Over the years I have given much thought to the question of how bad television can get?
For a while I thought the answer was Hole in the Wall, although I am now inclined to think it’s Total Wipeout.
But then last night I saw the light. The answer to the question of how bad TV can get is Smile TV2.
This is the sort of channel that Charlie Brooker was genetically engineered to view. The psychic show (a psychic giving readings based on text messages) reached one level of hell; their post watershed show went through the bottom circles of hell and left Dante far behind. From the fleeting glimpse of a semi-clad female with her microphone on mute, discussing the great issues of the day (I can’t lip-read so assume that’s what she was doing) earnestly with some viewer who has phoned in at a rate that would easily satisfy a Wall Street banker’s bonus, it appears the show caters for a specialist sector of viewership.

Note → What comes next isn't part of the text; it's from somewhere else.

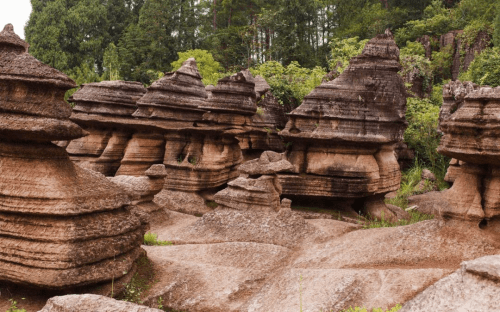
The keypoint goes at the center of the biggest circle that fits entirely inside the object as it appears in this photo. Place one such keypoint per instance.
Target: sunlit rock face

Fortunately the horror lasted only seconds as I flicked my way through to ITV4 to watch James Wade (Who has the unfortunate look of someone who’d be pencilled in by amateur sleuths as the chief suspect if he gave a press conference calling for the return of any one of his relatives) and Phil the power march triumphantly into the semi-finals of the Player’s Championship. However, to know that channels like SMile TV 2 (how many of them are there?) are out there, and that people watch them suggests that our TV regulatory system obviously works as well as the FSA and Bank of England (under the chairmanship of beaten darts quarter finalist Mervyn king) regulated the financial sector.